Setting Price for Your Home :
A seller always aims to get the best possible price and the most acceptable terms for his home. There are several factors which determine the price of the home for sale such as the location, current market situation, the present real estate trend based on demand and supply, and even the real estate season. When a home is put up for sale there occurs a lot of disparity with respect to the price of the home with the seller quoting one price and the prospective buyer ready to offer something lesser. Finally after a brief period of negotiation, they arrive at a point of agreement, which ultimately results in the finalization of the sale.
The seller must try to think from the buyer’s point of view. If the price is set too high, potential buyers will shy away from even viewing the house, although the house may be better than other homes in the vicinity. Similarly, if the price is set too low (which is usually done in the case of urgent need of finances), then the chances are very strong that your home will be sold promptly, but you will be depriving yourself of the actual cost of the property.

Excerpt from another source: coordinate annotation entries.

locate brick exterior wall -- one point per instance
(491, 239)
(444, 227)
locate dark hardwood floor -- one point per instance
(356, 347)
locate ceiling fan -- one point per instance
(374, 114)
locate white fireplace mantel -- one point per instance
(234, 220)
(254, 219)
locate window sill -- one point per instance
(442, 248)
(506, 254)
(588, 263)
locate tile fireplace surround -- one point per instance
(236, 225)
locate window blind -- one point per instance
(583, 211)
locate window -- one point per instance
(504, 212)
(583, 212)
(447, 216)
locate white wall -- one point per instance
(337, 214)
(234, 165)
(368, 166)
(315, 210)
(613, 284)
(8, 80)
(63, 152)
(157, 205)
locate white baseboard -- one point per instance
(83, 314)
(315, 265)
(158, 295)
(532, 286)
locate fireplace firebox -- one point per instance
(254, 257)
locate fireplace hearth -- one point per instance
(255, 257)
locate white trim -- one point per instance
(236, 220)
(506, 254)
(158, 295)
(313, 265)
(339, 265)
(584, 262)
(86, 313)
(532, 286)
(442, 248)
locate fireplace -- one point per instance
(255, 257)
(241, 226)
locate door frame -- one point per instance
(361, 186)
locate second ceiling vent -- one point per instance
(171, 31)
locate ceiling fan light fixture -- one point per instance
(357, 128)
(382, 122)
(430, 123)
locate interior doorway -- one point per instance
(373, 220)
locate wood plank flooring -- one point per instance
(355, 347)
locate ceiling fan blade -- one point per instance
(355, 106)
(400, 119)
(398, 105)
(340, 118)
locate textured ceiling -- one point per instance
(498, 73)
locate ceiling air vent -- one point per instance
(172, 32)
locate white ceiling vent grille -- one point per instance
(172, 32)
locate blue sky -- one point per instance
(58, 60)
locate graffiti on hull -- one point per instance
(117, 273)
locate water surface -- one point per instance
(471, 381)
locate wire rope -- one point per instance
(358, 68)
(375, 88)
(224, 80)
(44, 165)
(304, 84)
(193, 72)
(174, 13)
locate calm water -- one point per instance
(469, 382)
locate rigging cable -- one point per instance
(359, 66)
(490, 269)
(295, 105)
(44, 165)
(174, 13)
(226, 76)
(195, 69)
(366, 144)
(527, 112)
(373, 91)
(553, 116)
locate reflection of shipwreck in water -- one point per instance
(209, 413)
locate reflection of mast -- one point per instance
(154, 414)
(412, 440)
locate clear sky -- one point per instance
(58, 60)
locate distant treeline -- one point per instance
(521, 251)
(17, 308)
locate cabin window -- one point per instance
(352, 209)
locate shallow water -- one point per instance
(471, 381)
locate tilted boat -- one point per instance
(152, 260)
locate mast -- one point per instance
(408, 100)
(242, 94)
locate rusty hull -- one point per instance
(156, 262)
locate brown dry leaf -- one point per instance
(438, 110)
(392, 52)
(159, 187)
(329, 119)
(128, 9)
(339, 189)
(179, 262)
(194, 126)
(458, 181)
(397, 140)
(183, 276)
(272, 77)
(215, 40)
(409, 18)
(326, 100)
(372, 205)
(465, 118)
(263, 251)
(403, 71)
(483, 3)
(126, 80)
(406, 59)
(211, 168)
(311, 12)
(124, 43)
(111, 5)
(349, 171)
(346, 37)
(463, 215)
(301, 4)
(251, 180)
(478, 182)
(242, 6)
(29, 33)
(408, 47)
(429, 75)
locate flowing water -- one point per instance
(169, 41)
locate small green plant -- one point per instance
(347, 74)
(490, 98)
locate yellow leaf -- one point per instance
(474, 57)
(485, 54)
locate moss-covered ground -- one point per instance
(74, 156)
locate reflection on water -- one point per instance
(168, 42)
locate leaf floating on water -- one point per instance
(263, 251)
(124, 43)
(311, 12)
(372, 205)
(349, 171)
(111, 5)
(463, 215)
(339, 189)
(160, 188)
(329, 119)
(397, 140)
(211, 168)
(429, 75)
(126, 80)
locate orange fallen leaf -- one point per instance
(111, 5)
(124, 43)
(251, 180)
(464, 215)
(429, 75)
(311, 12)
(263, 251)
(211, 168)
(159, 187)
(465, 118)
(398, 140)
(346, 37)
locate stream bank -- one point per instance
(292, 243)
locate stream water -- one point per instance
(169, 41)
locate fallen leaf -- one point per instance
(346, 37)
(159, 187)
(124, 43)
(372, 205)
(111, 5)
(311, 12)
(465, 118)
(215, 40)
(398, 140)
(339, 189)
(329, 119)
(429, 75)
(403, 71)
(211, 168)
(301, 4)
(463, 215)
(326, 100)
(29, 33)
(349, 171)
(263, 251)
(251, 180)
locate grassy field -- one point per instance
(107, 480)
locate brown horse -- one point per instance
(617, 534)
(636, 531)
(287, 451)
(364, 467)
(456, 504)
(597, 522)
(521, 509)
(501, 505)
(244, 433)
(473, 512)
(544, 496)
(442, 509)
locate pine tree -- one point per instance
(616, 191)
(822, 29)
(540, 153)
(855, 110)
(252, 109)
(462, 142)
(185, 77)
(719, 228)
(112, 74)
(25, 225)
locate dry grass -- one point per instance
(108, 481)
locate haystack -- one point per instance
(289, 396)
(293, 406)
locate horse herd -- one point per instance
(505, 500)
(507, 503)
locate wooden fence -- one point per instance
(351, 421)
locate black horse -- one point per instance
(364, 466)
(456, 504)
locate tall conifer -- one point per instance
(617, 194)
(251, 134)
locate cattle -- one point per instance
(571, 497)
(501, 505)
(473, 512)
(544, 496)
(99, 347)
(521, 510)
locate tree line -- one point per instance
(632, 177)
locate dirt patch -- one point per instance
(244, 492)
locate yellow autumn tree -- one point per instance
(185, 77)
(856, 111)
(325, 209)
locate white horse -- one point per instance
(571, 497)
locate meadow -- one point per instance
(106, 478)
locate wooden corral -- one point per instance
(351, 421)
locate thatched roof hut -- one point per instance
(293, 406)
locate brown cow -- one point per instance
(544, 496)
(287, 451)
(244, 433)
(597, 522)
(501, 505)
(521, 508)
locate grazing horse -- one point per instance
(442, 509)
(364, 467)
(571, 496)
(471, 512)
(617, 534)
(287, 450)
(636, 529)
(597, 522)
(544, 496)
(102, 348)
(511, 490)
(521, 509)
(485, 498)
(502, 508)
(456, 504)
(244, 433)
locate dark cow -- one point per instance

A Comparative Market Analysis helps in estimating a possible sales price for the house. A real estate agent can tell you whether the current market situation in your locality is a buyer’s market or a seller’s market. The seller can price the home a little over the actual price in a seller's market. In a buyer's market, seller can offer a bargain price to attract prospective buyers. The seller can also try offering incentives in order to attract potential buyers such as lowering the price, paying the closing costs (which the buyer is supposed to pay) or even offer a handsome bonus in addition to the commission to the broker.